Was die Kamera-Pflicht in neuen Autos bedeutet
Vision Zero heißt die neue Devise.
Was wohl so viel heißen soll, dass es keine Verkehrstoten mehr geben soll. Man könnte argumentieren, dass die einzige Fehlerquelle – ähnlich wie bei unseren allseits beliebten Computern – direkt hinter dem Lenkrad sitzt. Ich kann mich noch gut erinnern, dass man vor Jahren in der heimischen Garage selbst den Motor des Trabanten wechselte, die Zündung einstellte oder auch mal das Getriebe auseinandernahm. Auch das Telefon – wenn man das Glück hatte, eines genehmigt zu bekommen – wurde schon mal hier und dort gelötet. Man verstand, wie das ganze funktioniert.
Absurd, wenn man überlegt, dass man von seinem Telefon gesagt bekommt, was es will:
Gib mir Strom, gib mir Verbindung zum Netz, nimm mich in die Hand, gib den Code ein usw.
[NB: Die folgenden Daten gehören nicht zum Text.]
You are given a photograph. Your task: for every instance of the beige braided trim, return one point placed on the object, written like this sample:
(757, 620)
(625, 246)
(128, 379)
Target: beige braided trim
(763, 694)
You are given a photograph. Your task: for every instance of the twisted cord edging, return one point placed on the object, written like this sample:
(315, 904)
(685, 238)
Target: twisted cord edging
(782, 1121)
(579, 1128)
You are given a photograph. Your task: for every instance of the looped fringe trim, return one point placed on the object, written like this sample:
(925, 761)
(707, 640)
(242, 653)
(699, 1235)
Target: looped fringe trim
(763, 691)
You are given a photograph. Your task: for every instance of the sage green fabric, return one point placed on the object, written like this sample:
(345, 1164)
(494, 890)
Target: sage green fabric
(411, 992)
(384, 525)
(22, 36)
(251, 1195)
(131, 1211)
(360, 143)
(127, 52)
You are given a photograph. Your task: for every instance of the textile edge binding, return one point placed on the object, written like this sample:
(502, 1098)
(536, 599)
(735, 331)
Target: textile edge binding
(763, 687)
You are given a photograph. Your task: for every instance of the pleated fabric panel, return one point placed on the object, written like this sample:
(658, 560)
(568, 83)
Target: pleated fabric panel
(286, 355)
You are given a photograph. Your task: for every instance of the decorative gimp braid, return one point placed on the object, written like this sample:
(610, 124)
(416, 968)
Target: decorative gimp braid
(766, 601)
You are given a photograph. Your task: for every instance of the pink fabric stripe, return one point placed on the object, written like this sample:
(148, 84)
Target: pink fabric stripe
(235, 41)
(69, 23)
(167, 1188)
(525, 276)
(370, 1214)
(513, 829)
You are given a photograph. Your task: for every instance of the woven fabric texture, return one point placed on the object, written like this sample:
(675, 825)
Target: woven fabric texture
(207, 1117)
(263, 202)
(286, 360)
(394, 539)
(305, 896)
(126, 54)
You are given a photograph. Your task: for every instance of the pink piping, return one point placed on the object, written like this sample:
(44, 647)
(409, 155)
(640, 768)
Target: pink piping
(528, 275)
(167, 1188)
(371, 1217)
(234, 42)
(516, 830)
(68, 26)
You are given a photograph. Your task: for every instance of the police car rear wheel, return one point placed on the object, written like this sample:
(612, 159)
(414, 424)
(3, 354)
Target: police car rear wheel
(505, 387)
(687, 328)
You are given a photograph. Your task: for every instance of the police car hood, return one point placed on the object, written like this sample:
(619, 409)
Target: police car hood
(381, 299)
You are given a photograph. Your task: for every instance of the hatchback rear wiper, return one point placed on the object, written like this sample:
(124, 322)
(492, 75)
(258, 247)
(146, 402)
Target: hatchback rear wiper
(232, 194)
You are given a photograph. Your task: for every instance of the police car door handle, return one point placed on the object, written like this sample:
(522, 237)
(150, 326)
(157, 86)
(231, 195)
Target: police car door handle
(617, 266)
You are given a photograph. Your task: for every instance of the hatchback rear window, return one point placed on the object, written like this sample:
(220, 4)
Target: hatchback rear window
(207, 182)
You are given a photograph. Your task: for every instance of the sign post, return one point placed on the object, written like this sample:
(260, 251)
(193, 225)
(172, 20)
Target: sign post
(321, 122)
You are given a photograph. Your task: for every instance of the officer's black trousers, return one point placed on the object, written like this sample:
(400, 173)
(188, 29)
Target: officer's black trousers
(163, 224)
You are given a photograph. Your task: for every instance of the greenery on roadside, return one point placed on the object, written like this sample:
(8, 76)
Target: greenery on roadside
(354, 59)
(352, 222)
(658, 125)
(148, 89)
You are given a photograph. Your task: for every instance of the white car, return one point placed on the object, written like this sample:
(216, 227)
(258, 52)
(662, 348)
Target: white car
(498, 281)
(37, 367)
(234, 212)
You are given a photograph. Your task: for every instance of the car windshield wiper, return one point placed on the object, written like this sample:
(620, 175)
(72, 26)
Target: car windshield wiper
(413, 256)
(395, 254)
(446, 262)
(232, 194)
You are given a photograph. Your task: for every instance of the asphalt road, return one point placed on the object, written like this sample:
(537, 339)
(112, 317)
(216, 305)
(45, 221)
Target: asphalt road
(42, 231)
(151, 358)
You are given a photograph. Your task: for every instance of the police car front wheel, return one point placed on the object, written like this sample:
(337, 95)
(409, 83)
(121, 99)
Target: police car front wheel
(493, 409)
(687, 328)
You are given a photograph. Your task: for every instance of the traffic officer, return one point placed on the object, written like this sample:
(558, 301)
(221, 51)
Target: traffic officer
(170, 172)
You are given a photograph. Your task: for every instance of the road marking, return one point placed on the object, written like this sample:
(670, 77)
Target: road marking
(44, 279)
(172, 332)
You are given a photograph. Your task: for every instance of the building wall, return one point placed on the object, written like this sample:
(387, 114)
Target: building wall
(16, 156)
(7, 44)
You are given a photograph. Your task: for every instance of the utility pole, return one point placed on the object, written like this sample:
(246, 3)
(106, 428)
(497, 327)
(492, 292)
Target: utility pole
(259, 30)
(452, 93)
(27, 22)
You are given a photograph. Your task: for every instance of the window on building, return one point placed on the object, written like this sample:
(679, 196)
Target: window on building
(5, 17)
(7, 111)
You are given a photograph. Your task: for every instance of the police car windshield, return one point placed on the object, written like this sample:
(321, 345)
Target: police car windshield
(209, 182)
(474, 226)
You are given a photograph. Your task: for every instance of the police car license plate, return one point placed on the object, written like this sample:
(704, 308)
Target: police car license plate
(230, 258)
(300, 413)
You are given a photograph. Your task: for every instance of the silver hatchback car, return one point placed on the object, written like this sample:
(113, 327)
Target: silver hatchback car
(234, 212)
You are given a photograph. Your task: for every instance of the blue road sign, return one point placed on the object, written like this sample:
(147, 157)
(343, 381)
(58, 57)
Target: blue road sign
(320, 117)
Auch unsere heißgeliebten Kutschen sind recht penetrant geworden, wenn sie uns sagen:
Du hast die Tür nicht verschlossen, du fährst nicht in der für dich vorgesehenen Spur, du fährst zu schnell, bring mich in die Werkstatt und nun auch noch sieh nach vorn.
Es setzt sogar den Notruf ab, wenn es meint, dass es nötig ist, und es kennt sogar – ohne Nachdenken zu müssen – die Nummer.
Eindeutig! Die Intelligenz und der Souverän befinden sich in der Hosentasche oder unter dem Allerwertesten.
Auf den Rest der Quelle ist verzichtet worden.